Issue #2278
closedRemove checksum_type from the srpm and drpm collections
Description
[UPDATE]
We need to write a migration which removes the checksum_type field from the srpm and drpm collections. This is similar to the work done with this migration[0].
[0]: https://github.com/pulp/pulp_rpm/pull/821/files
I'm running the process defined here: https://raw.githubusercontent.com/pulp/pulp/pulp-2.8.0-1/playpen/mongoengine/README and failing with errors. I've attached the log file to this issue.
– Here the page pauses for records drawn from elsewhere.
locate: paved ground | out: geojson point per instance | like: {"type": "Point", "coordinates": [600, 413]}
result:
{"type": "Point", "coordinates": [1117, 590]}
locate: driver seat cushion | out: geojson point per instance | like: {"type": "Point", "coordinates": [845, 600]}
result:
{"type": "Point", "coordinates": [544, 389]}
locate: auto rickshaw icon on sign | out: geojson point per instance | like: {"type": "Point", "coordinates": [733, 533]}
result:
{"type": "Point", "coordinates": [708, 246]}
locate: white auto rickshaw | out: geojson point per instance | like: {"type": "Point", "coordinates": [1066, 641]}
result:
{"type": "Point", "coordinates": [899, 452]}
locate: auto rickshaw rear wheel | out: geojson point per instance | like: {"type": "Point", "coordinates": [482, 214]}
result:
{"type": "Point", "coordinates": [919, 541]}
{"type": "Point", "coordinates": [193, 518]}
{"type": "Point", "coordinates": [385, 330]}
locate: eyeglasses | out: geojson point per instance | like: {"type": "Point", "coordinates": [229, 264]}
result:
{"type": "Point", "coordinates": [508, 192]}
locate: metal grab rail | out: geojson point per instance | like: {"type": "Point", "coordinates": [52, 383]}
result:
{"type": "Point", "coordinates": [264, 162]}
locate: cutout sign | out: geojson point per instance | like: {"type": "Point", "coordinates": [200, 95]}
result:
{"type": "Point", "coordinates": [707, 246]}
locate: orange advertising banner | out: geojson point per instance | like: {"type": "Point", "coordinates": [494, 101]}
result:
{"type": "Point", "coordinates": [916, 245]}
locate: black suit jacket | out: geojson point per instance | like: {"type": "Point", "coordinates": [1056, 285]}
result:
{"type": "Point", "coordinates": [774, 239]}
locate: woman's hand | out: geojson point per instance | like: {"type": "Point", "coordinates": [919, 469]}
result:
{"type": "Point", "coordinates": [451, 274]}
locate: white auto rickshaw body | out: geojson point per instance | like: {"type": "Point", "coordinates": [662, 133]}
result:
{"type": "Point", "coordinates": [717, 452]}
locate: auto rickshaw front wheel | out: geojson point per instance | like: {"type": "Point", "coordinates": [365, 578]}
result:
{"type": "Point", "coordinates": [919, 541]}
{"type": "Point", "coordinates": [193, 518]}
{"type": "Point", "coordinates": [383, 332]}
[root@pulp-p01 tmp]# cat /etc/system-release
Scientific Linux release 6.6 (Carbon)
[root@pulp-p01 tmp]# uname -a
Linux pulp-p01.xxx.xxx.xxx 2.6.32-504.8.1.el6.x86_64 #1 SMP Tue Jan 27 13:39:10 CST 2015 x86_64 x86_64 x86_64 GNU/Linux
[root@pulp-p01 tmp]# rpm -qa | grep pulp
python-pulp-bindings-2.7.1-1.el6.noarch
pulp-puppet-consumer-extensions-2.7.1-1.el6.noarch
python-pulp-repoauth-2.7.1-1.el6.noarch
pulp-puppet-plugins-2.7.1-1.el6.noarch
pulp-consumer-client-2.7.1-1.el6.noarch
pulp-rpm-yumplugins-2.7.1-1.el6.noarch
python-pulp-common-2.7.1-1.el6.noarch
pulp-selinux-2.7.1-1.el6.noarch
pulp-puppet-handlers-2.7.1-1.el6.noarch
python-pulp-puppet-common-2.7.1-1.el6.noarch
python-pulp-agent-lib-2.7.1-1.el6.noarch
pulp-rpm-consumer-extensions-2.7.1-1.el6.noarch
m2crypto-0.21.1.pulp-8.el6.x86_64
python-pulp-oid_validation-2.7.1-1.el6.noarch
pulp-rpm-plugins-2.7.1-1.el6.noarch
python-isodate-0.5.0-4.pulp.el6.noarch
python-kombu-3.0.24-10.pulp.el6.noarch
pulp-agent-2.7.1-1.el6.noarch
mod_wsgi-3.4-2.pulp.el6.x86_64
python-pulp-rpm-common-2.7.1-1.el6.noarch
pulp-server-2.7.1-1.el6.noarch
python-pulp-client-lib-2.7.1-1.el6.noarch
pulp-rpm-handlers-2.7.1-1.el6.noarch
Any guidance would be greatly appreciated. Thanks!
Files
Related issues
Updated by bmbouter over 8 years ago
In your case there is a data quality problem in your database that needs to be corrected. Two of your repositories have a 'null' as their repo id. Pulp needs all repos to have a unique value for repo_id. This was likely created due to a Pulp bug, but to upgrade your database to newer Pulp code you'll need to resolve this.
The easy way is to remove one or more of the offending repositories and then re-run the validation tool. You may try to look at the detail view of a repository to determine if the repo_id field is missing or null.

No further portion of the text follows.